Гагарин смешался, и за него ответил Мартьянов:
— Индустриальный техникум кончает, будет литейщиком.
— Хорошее дело, — в голосе генерала прозвучало разочарование. — Хорошее, ничего не скажешь. А только он прирожденный летчик. Мог бы стать классным пилотом.
— Я хочу летать, товарищ генерал! — вдруг звонко сказал Гагарин. — Я ничего другого не хочу!..
— Вон как? — Генерал внимательно посмотрел в открытое лицо юноши, словно хотел запомнить его на будущее. — Как вас зовут?
— Юра, — по-детски ответил курсант и тут же поправился: — Юрий Алексеевич.
— Фамилия?
— Гагарин.
— Хорошая фамилия, княжеская, — усмехнулся генерал.

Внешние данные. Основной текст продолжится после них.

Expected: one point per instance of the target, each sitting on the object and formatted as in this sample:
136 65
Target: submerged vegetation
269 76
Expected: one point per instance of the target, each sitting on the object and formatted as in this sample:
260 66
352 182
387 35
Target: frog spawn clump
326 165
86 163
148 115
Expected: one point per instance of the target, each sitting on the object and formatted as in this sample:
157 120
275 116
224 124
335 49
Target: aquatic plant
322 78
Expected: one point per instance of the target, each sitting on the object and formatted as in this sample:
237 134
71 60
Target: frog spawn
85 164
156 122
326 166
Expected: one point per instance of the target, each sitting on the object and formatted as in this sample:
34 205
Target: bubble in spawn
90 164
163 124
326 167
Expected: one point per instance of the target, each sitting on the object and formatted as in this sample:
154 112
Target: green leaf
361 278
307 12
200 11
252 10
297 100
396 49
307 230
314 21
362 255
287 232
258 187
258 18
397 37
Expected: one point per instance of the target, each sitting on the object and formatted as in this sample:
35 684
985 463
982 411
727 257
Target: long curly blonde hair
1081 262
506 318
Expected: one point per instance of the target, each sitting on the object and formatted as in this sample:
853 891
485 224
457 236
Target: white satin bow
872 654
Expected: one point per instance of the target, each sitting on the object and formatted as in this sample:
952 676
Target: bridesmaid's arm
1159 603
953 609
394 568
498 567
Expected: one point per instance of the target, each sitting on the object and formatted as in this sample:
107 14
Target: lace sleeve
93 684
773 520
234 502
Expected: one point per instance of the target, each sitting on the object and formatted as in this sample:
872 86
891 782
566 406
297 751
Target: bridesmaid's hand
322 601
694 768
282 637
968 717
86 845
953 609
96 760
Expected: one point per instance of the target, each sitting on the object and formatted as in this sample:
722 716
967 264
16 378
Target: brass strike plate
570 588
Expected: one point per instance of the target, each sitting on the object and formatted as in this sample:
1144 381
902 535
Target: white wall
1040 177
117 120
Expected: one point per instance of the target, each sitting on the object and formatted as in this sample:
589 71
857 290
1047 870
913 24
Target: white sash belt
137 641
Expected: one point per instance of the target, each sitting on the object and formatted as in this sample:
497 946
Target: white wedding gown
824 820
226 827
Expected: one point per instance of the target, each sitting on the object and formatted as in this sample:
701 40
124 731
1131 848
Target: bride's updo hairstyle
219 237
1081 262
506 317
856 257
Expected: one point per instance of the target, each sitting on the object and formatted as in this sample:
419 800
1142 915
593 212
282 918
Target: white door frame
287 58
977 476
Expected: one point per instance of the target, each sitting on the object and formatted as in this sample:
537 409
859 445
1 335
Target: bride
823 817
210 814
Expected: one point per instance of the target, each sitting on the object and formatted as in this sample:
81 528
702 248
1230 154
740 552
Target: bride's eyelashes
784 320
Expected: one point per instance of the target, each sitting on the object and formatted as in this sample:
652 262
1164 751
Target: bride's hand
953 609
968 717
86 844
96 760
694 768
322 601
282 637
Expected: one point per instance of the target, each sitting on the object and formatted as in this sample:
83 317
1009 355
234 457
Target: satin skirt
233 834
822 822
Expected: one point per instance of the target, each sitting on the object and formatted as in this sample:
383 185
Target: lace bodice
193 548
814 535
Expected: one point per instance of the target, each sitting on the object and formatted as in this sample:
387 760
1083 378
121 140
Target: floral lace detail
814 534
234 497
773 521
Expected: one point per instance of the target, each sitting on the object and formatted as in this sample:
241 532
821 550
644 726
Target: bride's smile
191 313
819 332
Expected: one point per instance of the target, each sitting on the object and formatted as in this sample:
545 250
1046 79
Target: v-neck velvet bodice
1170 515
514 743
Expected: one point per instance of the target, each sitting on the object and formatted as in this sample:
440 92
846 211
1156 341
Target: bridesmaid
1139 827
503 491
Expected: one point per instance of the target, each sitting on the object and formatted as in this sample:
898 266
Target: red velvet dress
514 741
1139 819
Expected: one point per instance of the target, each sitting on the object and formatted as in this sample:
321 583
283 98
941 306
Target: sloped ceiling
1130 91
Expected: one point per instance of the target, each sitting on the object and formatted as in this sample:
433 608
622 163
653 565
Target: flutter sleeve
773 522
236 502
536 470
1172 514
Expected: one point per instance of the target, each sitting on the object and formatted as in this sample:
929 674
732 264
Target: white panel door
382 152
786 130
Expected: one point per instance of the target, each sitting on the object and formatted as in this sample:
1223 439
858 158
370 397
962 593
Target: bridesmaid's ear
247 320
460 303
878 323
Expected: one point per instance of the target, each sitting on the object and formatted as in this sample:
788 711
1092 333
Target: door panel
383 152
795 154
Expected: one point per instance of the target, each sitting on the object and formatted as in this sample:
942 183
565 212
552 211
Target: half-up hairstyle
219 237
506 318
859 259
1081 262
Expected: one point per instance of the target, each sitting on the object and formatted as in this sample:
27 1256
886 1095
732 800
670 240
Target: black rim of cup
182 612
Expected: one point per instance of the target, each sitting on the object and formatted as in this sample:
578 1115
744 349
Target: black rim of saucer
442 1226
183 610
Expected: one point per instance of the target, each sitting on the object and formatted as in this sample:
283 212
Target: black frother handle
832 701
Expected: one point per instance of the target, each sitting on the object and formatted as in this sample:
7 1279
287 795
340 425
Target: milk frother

— Не, мы колхозные, — как во сне произнес Гагарин, и ему показалось, что кто-то иной, далекий, произнес эти слова.
И словно усиливая его странное чувство, генерал поднес пальцы к седым вискам, как делают люди, пытаясь вспомнить забытую мелодию.
— Боже мой! Ведь так уже было… Я слышал, слышал эти слова!..
Гагарин смотрел на генерала и сам неудержимо проваливался в глубь лет. Перед ним было родное Клушино начала войны, деревенская улица, вдруг накрытая адским грохотом, заставившим кинуться врассыпную кур, уток, гусей, поросят, а дворовых псов с воем забиться в конуры. Над крышами изб, едва не посшибав радиоантенны, пронеслись два краснозвездных самолета, и за одним из них тянулся хвост густого черного дыма. Внезапно возникнув, они так же внезапно скрылись, только грохот их еще колебал воздух. Казалось, самолеты сели на картофельное поле за деревней. Все, кто был на улице, кинулись туда.
С околицы слабо всхолмленная окрестность просматривалась далеко, она не имела края и как-то неприметно становилась небом. Самолетов как не бывало. В разных местах простора подымались дымы, но то были костры пастухов, угоняющих на восток смоленские стада, костры беженцев или же то догорали строения, подожженные немецкими зажигалками.
— Улетели, видать…
— К базе своей потянули…
Любопытные повернули назад. Юра остался. Он жадно оглядывал местность, вдруг сорвался и побежал через поле к можжевеловой поросли, за которой в низине лежало болото.
Там они и оказались. Один самолет, целехонький, стоял на твердой земле, другой исходил последним дымком в темной жиже торфяного болота. Видно, его и погасило болотной влагой. Юра подошел совсем близко, но пилоты не замечали его. Старший из них бинтовал своему молодому белобрысому товарищу раненую руку. Тому было очень больно, и, чтобы скрыть это, он на все лады материл гитлеровцев, подбивших его самолет.